Tentang besaran, kata Djoko, relatif sama, artinya besaran beasiswa disesuaikan dengan indeks hidup di Amerika, baik yang berasal dari Fulbright maupun Dikti. “Artinya seseorang yang diterima di Iowa atau Wisconsin akan menerima besaran beasiswa berbeda dengan dosen yang melanjutkan studi di Columbia, New York, atau Washington DC atau bahkan di LA. Artinya, standar sesuai biaya hidup. Kalau mau kaya tentu tidak bisa, tapi cukuplah untuk studi,” tuturnya.
Kepala Kantor Urusan Internasional UGM, Dr.

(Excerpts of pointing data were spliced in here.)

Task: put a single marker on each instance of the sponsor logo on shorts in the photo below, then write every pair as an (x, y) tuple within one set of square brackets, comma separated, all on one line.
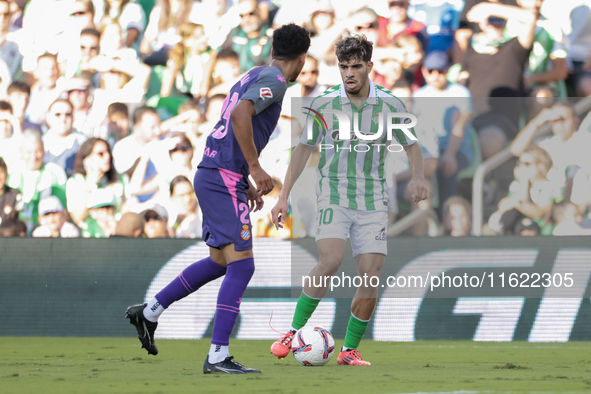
[(245, 233), (381, 235), (266, 92)]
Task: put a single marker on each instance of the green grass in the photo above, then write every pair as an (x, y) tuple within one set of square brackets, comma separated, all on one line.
[(118, 365)]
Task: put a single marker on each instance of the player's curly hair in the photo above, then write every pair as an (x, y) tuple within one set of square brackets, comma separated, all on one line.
[(357, 47), (290, 41)]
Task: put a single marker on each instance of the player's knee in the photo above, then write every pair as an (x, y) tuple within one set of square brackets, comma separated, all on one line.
[(328, 266), (243, 268)]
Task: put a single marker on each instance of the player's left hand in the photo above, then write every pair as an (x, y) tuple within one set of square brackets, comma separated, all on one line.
[(255, 201), (418, 189), (448, 164)]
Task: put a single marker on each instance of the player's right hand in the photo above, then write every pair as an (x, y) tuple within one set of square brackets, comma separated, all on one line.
[(262, 180), (279, 212)]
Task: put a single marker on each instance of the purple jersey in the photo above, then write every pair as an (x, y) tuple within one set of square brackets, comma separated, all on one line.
[(265, 87)]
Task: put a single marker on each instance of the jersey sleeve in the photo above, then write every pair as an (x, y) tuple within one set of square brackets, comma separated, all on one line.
[(266, 90), (313, 135)]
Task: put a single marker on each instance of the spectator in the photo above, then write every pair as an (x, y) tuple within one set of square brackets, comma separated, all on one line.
[(581, 191), (100, 222), (162, 31), (441, 18), (156, 219), (130, 225), (9, 49), (80, 58), (457, 217), (400, 23), (445, 108), (531, 194), (217, 20), (187, 121), (185, 218), (547, 68), (567, 147), (44, 22), (53, 220), (226, 69), (80, 40), (467, 27), (78, 92), (578, 44), (568, 220), (146, 128), (13, 228), (493, 67), (251, 39), (61, 140), (213, 112), (527, 228), (307, 86), (10, 134), (11, 200), (187, 64), (174, 155), (36, 180), (128, 152), (19, 93), (130, 17), (93, 169), (388, 69), (118, 123), (45, 90)]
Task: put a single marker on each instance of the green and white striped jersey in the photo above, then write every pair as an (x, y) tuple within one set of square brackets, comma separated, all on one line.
[(351, 172)]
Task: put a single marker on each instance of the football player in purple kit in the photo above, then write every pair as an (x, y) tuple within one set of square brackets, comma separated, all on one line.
[(249, 116)]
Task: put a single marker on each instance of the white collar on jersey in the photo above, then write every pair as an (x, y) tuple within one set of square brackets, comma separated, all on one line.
[(372, 99)]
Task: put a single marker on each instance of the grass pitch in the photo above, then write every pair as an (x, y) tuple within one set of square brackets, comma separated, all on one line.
[(118, 365)]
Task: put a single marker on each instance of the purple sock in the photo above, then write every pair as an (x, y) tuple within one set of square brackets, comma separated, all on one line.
[(237, 277), (192, 278)]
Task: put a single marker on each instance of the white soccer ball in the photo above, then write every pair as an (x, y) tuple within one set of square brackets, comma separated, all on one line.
[(312, 346)]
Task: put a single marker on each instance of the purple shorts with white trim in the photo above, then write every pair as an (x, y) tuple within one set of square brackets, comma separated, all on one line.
[(226, 216)]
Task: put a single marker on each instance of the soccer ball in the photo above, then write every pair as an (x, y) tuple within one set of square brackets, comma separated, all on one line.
[(312, 346)]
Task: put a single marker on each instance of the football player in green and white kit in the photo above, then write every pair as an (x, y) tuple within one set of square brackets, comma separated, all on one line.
[(351, 189)]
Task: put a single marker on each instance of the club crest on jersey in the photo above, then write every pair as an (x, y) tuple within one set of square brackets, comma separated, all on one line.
[(382, 235), (245, 233), (375, 119), (266, 92)]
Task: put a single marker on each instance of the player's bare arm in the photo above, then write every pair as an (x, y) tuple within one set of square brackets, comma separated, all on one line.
[(255, 202), (298, 161), (241, 118), (417, 184)]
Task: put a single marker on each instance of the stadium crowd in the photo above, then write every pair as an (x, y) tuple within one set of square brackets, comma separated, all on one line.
[(105, 106)]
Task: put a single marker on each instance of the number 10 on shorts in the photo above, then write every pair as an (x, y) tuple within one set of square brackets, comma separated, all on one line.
[(325, 216)]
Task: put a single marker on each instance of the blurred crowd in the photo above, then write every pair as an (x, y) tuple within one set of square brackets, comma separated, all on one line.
[(105, 106)]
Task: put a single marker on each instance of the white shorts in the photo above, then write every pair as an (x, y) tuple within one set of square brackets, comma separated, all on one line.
[(367, 228)]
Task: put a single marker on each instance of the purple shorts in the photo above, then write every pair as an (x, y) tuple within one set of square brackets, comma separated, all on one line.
[(226, 216)]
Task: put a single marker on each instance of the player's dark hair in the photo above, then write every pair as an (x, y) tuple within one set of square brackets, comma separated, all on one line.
[(85, 151), (119, 109), (5, 106), (290, 41), (176, 180), (354, 48), (20, 87), (139, 112)]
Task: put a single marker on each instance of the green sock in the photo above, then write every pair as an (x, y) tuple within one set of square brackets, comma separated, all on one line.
[(355, 331), (304, 309)]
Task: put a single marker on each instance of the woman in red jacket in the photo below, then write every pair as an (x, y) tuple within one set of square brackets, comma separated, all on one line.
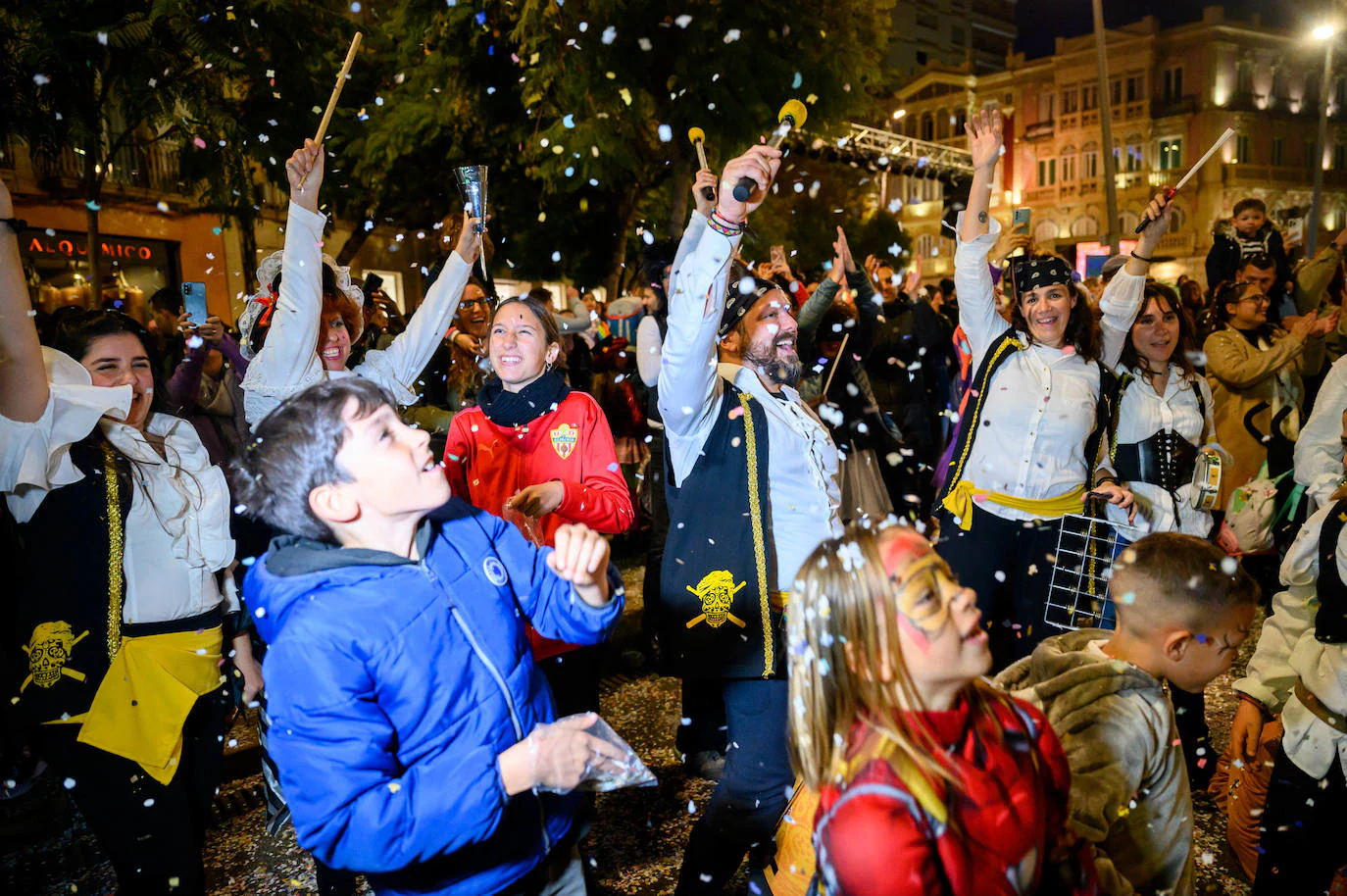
[(542, 457), (929, 781)]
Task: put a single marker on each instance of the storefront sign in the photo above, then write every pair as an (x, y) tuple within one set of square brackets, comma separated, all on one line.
[(43, 244)]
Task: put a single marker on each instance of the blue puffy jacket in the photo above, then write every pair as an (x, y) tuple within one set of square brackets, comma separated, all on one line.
[(393, 686)]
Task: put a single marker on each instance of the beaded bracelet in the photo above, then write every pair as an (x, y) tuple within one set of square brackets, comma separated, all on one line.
[(723, 225)]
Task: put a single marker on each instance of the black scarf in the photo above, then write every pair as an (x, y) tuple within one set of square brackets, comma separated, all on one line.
[(516, 409)]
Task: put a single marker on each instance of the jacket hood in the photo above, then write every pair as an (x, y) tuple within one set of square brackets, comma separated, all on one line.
[(294, 568), (1063, 665)]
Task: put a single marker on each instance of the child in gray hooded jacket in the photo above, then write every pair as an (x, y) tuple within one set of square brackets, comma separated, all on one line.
[(1183, 609)]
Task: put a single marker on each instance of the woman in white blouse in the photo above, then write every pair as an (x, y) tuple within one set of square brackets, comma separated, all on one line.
[(1164, 422), (126, 612), (309, 308), (1034, 422)]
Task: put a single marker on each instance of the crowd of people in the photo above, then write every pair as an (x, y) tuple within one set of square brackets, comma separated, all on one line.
[(856, 495)]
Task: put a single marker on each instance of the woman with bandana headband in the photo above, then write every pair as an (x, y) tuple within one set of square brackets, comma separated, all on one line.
[(312, 312), (1039, 413), (928, 779)]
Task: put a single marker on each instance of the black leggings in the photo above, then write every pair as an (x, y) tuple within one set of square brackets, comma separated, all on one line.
[(1300, 848), (1009, 566), (152, 833)]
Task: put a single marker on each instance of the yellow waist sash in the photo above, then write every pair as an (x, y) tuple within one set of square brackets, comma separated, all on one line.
[(143, 701), (959, 503)]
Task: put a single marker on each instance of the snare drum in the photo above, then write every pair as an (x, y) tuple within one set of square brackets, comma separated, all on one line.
[(1206, 479)]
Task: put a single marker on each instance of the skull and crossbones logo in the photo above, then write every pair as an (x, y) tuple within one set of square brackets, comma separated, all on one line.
[(717, 590), (49, 651)]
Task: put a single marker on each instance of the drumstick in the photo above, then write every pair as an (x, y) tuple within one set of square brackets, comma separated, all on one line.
[(335, 96), (1171, 191), (341, 82), (835, 362)]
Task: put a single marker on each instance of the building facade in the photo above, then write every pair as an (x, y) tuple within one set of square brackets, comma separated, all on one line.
[(1172, 93), (950, 32)]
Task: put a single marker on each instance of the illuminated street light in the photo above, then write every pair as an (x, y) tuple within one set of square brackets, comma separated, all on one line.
[(1324, 32)]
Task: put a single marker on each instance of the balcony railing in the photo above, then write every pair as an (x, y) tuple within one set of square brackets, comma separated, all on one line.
[(152, 169)]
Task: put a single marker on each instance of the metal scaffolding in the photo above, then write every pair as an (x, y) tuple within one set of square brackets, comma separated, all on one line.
[(888, 151)]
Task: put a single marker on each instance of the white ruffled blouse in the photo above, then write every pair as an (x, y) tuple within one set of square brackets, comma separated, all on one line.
[(176, 532)]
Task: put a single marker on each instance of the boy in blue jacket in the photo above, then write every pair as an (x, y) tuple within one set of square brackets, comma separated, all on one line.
[(410, 723)]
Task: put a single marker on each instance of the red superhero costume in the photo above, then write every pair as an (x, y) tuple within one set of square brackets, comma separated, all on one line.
[(886, 831), (486, 464)]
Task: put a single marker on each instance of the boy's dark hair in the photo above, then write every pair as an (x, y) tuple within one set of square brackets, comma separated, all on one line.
[(294, 450), (1243, 205), (1259, 260), (1189, 576)]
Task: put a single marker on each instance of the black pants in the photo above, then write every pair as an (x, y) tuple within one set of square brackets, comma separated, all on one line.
[(655, 553), (152, 833), (752, 794), (1015, 601), (702, 726), (1301, 845), (574, 679)]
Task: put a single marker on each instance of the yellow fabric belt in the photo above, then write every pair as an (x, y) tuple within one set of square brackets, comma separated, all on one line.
[(959, 503), (143, 701)]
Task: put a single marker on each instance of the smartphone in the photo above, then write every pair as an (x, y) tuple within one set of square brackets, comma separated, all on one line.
[(1296, 230), (194, 302), (1020, 224)]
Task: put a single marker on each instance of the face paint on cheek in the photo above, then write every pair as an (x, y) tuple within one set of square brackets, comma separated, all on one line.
[(914, 632)]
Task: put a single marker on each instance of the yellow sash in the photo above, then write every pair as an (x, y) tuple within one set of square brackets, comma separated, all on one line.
[(144, 698), (959, 503)]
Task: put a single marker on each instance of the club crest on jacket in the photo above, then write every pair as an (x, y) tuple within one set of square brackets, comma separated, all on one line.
[(564, 439)]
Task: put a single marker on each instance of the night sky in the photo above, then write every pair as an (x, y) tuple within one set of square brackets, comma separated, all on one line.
[(1041, 21)]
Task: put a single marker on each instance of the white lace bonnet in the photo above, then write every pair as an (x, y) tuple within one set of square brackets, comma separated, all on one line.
[(264, 299)]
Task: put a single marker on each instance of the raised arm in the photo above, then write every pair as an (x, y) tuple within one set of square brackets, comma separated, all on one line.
[(1319, 450), (288, 363), (1121, 299), (24, 378), (687, 384), (398, 367), (978, 232)]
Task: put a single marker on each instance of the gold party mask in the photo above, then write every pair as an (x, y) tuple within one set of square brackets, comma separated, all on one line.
[(921, 597)]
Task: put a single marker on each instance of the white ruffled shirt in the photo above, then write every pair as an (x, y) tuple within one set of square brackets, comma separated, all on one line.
[(176, 531), (1142, 411), (803, 489), (288, 363), (1288, 650)]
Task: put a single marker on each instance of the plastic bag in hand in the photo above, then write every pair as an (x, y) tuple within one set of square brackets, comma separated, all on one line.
[(609, 763)]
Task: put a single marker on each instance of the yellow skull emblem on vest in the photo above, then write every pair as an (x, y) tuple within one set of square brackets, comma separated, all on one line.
[(717, 590), (49, 651)]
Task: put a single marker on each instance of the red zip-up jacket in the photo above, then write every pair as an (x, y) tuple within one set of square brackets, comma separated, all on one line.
[(488, 464)]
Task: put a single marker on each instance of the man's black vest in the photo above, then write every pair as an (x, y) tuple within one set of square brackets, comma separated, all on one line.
[(998, 353), (1331, 618), (719, 576)]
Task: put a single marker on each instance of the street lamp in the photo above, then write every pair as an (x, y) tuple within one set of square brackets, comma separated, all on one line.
[(1324, 32)]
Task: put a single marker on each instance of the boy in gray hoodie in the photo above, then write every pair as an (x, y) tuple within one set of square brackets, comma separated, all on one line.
[(1183, 609)]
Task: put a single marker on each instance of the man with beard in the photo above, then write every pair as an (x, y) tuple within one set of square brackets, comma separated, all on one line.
[(752, 490)]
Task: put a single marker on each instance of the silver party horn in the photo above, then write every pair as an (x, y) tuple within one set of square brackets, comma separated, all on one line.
[(472, 184)]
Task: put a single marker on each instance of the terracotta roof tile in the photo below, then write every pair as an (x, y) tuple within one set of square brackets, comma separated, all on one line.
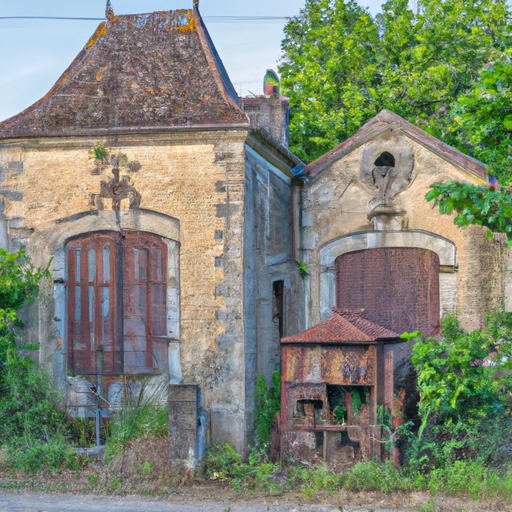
[(344, 326), (138, 72)]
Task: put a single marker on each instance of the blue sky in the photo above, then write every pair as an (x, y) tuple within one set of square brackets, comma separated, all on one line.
[(34, 53)]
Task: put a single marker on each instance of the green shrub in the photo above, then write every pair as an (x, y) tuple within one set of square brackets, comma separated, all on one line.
[(267, 403), (141, 414)]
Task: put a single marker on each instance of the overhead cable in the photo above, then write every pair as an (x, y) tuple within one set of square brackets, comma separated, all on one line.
[(213, 19)]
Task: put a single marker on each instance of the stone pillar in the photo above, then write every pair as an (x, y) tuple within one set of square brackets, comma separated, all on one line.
[(183, 420)]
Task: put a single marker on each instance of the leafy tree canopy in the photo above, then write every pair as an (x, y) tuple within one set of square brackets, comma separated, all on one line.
[(340, 66), (447, 68)]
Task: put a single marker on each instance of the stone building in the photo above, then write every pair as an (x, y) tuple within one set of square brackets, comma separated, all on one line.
[(174, 246), (174, 253)]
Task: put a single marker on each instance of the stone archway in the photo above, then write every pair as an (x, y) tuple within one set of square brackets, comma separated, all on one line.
[(51, 243)]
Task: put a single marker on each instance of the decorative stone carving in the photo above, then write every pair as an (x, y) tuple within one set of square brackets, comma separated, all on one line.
[(385, 170), (117, 189)]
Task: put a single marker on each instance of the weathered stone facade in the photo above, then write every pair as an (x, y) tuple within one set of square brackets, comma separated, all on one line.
[(337, 218)]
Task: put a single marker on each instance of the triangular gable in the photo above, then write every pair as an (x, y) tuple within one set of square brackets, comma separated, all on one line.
[(382, 122)]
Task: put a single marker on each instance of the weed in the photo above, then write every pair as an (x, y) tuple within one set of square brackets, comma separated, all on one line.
[(139, 415), (93, 479), (146, 468), (267, 403), (99, 152)]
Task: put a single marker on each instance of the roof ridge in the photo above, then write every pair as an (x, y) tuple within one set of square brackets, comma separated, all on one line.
[(100, 90)]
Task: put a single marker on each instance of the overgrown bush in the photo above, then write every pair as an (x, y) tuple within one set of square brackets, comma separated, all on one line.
[(267, 403), (465, 385), (140, 414), (34, 427)]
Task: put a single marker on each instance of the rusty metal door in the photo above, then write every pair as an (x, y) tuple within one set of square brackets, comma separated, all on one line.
[(116, 288)]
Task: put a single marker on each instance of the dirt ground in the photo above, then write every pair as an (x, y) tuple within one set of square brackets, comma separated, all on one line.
[(129, 483), (46, 496)]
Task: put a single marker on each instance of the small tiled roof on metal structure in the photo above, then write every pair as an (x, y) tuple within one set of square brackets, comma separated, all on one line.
[(344, 327), (386, 120), (138, 73)]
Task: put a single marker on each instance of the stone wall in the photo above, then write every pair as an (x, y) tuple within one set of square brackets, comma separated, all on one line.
[(195, 184)]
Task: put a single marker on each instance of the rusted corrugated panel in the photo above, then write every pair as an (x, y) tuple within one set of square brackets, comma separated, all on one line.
[(397, 287)]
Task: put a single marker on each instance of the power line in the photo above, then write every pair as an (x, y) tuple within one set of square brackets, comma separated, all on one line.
[(214, 19)]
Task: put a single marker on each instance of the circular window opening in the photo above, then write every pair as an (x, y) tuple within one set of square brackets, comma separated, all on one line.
[(385, 160)]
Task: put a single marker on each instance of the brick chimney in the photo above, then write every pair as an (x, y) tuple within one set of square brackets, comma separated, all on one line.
[(270, 111)]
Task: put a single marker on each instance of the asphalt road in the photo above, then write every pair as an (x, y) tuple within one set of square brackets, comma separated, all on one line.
[(54, 502)]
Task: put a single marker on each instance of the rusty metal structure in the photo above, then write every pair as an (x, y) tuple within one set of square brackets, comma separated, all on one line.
[(338, 399)]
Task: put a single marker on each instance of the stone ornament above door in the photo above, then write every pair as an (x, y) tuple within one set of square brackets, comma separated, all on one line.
[(385, 170)]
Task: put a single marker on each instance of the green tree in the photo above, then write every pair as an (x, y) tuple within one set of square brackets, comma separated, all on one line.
[(329, 66), (340, 67)]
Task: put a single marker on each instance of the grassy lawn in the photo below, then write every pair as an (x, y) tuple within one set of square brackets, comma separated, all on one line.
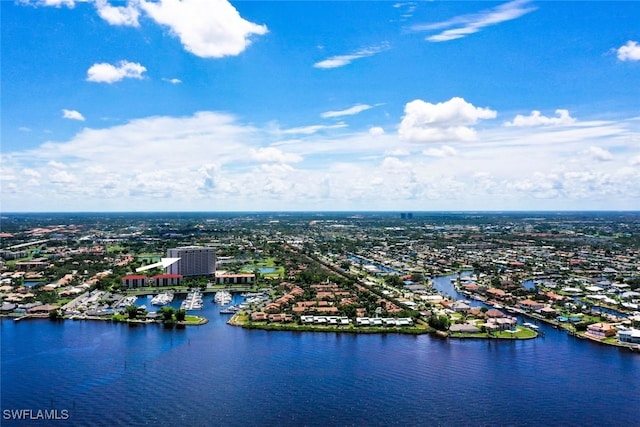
[(114, 248), (521, 333)]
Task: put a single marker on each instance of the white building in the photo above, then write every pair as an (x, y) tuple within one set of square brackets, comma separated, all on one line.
[(194, 261)]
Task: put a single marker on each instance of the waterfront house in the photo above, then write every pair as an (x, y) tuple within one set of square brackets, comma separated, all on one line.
[(494, 313), (42, 309), (460, 307), (528, 304), (600, 330), (629, 335), (258, 316), (465, 328)]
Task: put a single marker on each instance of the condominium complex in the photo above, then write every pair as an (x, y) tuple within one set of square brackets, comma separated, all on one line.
[(194, 261)]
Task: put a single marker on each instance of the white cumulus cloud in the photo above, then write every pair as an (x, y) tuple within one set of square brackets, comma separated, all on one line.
[(173, 81), (273, 155), (342, 60), (464, 25), (358, 108), (600, 154), (206, 28), (629, 52), (444, 151), (108, 73), (53, 3), (376, 131), (311, 129), (118, 15), (537, 119), (72, 115), (450, 120)]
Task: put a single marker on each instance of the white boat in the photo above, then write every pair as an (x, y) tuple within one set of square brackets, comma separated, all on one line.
[(162, 299), (193, 301), (222, 297)]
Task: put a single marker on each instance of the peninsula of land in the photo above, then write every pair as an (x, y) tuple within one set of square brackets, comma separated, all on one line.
[(359, 273)]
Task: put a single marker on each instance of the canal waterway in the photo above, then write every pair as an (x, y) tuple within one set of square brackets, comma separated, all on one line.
[(114, 374)]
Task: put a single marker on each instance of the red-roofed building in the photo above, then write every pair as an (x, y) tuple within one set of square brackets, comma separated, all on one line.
[(134, 281)]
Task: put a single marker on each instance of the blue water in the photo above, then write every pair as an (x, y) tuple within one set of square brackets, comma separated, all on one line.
[(113, 374)]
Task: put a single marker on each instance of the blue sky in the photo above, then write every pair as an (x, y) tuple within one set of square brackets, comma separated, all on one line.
[(319, 105)]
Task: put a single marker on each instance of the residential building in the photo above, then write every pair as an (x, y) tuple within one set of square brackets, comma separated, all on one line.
[(194, 261), (601, 330), (134, 281), (162, 280)]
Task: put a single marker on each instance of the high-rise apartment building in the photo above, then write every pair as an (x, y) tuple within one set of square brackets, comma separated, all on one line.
[(194, 261)]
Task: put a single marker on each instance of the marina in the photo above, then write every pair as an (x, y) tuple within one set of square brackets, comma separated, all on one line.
[(222, 297), (193, 301), (100, 360), (162, 298)]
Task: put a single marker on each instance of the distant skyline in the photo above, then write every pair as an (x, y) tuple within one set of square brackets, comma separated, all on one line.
[(209, 105)]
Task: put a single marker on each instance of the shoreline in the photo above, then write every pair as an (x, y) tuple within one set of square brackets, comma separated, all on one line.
[(294, 327), (201, 320)]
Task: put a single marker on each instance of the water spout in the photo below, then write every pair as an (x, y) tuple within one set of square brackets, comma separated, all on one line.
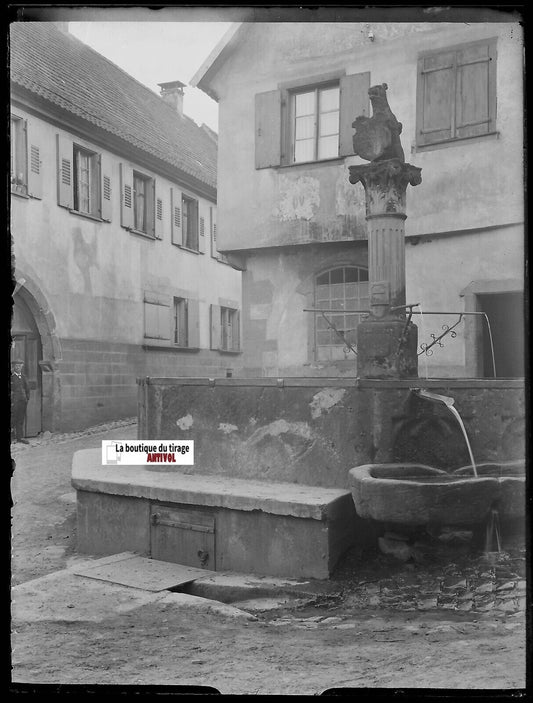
[(449, 403)]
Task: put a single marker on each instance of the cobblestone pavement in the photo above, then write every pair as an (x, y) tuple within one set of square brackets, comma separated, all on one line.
[(447, 617), (43, 516)]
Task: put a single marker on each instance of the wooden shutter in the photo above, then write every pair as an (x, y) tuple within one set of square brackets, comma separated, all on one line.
[(268, 129), (157, 318), (213, 232), (201, 219), (35, 176), (156, 210), (215, 339), (65, 174), (354, 101), (175, 219), (193, 323), (436, 98), (474, 92), (237, 331), (126, 195), (106, 194)]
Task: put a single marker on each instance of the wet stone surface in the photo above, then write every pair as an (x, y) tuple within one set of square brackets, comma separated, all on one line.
[(446, 579)]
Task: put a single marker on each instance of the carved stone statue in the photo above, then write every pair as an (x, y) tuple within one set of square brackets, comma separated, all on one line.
[(377, 138)]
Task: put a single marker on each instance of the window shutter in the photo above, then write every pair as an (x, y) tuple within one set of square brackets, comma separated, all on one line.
[(354, 101), (473, 90), (200, 227), (155, 211), (215, 341), (157, 318), (237, 331), (268, 129), (150, 320), (106, 190), (126, 195), (159, 221), (213, 232), (65, 176), (35, 178), (175, 218), (435, 98), (193, 322)]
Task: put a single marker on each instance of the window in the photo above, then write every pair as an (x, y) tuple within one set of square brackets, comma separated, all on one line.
[(180, 322), (141, 208), (86, 182), (18, 155), (456, 93), (171, 321), (156, 319), (342, 289), (213, 227), (229, 327), (83, 179), (140, 202), (309, 120), (189, 209), (225, 328), (26, 173), (315, 124)]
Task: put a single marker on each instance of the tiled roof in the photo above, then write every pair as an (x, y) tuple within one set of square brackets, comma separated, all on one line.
[(65, 71)]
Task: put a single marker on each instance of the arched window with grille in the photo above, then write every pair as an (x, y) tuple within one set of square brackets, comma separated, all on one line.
[(339, 289)]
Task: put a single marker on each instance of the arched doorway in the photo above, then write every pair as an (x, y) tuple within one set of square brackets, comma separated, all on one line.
[(26, 345)]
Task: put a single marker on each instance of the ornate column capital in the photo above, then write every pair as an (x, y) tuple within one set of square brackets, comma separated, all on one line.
[(385, 183)]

Rahmat Sriwijaya, menambahkan dengan Aminef tidak perlu lagi literatur untuk melakukan studi di Amerika. Semua urusan itu telah diambil alih oleh Fulbright-Aminef sebab untuk mendapat literatur dari profesor dirasa sangat sulit. “Karena yang dulu-dulu salah satu syarat itu harus mendapat Letter of Acceptend dari universitas di Amerika,” kata Rahmat Sriwijaya.
Ditambahkan Rahmat, sosialisasi beasiswa Dikti-Fulbright-Aminef ini dilakukan di seluruh perguruan tinggi negeri (PTN) di Indonesia. Dikti-Aminef membuka kesempatan kompetisi secara terbuka kepada semua PTN. Hanya saja, Dikti-Aminef memberikan dispensasi untuk wilayah Papua. Di wilayah tersebut, diberlakukan persyaratan khusus. “Secara spesial saat ini memberi jatah untuk Papua. Memang tidak diumumkan, tapi diberlakukan semacam dispensasi. Tidak hanya menyangkut jumlah kuaota, namun juga bidang studi. Demikian pula skor TOEFL lebih rendah. Beberapa program studi yang di Jawa telah mengalami kejenuhan, dibuka pintu untuk Papua,” tutur Rahmat.
Tampak hadir dalam sosialisasi ini, antara lain, Piet Hendardjo, Nelly Paliama, dan Michael Mc Coy, Excecutive Directure Aminef, dan Sabine O’hara, Excecutive Directure Council for International Enchange of Scholar (CIES) yang juga menjabat sebagai Vice President Institute International Education (IIE). (Humas UGM/ Agung)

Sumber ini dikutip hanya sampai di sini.